The general definition of an audit is an evaluation of a person, organization, system, process, enterprise, project or product. The term most commonly refers to audits in accounting, but similar concepts also exist in project management, quality management, water management, and energy conservation.

Following are the types of Audit

1.Government auditing
Audit forms an indispensable part of the financial administration and is one of the important organs necessary to ensure the sound functioning of a Parliamentary Democracy. It is the main instrument to secure accountability of the Executive to the Legislature. Audit assists Parliament/Legislature in exercising its financial control over the Executive, to ensure that funds voted by the Parliament/Legislature have been utilized for the purpose intended and the funds authorized to be raised through taxation and other measures have been assessed, collected and credited to the Government properly.

2.Audit control
State Audit is the main instrument to secure accountability of the lower formation in the set up to the Administration and of the Administration to the Legislature in the area of financial administration. The scope of State Audit encompasses following elements:

A. Fiscal accountability This includes fiscal integrity, full disclosure and compliance with applicable laws and regulations. B. Managerial accountability It is concerned with efficiency and economy in the use of public funds, property, personal and other resources.

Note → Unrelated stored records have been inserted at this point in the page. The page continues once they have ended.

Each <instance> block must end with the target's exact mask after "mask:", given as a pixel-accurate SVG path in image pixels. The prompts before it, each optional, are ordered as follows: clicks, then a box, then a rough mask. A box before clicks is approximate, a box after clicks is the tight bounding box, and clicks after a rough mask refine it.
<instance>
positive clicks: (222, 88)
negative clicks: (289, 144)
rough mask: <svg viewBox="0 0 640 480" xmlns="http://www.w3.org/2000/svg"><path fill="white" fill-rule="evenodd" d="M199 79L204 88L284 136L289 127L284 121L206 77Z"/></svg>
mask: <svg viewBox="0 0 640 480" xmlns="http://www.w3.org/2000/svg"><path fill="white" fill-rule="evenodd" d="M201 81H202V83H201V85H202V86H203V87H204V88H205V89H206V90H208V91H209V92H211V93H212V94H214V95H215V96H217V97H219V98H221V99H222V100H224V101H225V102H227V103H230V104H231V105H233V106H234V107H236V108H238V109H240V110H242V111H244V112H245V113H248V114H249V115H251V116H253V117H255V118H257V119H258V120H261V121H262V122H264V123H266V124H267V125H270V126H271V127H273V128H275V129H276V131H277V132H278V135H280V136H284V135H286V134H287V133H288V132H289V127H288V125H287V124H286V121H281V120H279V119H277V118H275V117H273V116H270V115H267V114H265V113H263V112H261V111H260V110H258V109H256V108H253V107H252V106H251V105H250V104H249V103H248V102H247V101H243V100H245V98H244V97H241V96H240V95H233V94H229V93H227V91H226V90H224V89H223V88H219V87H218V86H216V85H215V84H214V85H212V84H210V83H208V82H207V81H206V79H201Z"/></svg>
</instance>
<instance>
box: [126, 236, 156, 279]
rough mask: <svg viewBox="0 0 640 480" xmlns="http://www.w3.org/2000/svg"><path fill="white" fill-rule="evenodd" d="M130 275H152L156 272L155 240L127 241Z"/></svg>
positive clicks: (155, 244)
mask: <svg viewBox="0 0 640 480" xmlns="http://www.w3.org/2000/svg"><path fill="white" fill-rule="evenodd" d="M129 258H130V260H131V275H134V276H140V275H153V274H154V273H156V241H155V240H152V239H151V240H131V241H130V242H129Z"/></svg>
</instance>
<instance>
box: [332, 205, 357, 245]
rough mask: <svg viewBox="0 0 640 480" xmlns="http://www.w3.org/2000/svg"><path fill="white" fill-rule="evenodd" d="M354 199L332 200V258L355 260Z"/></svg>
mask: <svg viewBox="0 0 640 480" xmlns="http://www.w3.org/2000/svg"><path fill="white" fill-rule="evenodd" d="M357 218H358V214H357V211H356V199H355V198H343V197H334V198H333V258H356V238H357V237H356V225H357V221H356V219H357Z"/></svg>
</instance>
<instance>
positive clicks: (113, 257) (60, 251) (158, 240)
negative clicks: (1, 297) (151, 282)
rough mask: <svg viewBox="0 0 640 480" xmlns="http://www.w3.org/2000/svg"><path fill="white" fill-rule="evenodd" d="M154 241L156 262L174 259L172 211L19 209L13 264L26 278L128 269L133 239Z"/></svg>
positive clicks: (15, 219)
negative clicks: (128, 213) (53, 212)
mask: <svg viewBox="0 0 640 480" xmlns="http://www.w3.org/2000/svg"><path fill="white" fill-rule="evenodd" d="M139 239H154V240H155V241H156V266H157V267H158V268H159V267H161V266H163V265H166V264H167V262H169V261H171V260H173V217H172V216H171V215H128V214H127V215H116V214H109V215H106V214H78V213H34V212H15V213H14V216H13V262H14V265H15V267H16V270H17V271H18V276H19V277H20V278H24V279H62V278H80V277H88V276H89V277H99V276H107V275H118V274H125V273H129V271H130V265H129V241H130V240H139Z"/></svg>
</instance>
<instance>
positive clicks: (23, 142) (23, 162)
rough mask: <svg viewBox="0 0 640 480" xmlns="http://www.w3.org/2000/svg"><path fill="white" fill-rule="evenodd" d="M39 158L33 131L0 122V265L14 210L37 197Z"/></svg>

C.Programme accountability To check whether Government programmes and activities are achieving the objective established for them with due regard to both costs and results.

3.Financial Audits Address questions of accounting, recording, and reporting of financial transactions. Reviewing the adequacy of internal controls also falls within the scope of financial audits. Compliance Audits seek to determine if departments are adhering to federal, state, and University rules, regulations, policies, and procedures.

4.Operational Audits
Examine the use of department/university resources to evaluate whether those resources are being utilized in the most efficient and effective way to fulfill the department's/University's mission and objectives. An operational audit may include elements of a compliance audit, a financial audit, and an information systems audit.

5.Investigative Audits
Are performed when appropriate. These audits focus on alleged violations of federal and state laws and of University policies and regulations. This may result in prosecution or disciplinary action. Internal theft, misuse of University assets, and conflicts of interest are examples of investigative audits.

Information Systems (IS) Audits address the internal control environment of automated information processing systems and how these systems are used. IS audits typically evaluate system input, output and processing controls, backup and recovery plans, and system security, as well as computer facility reviews.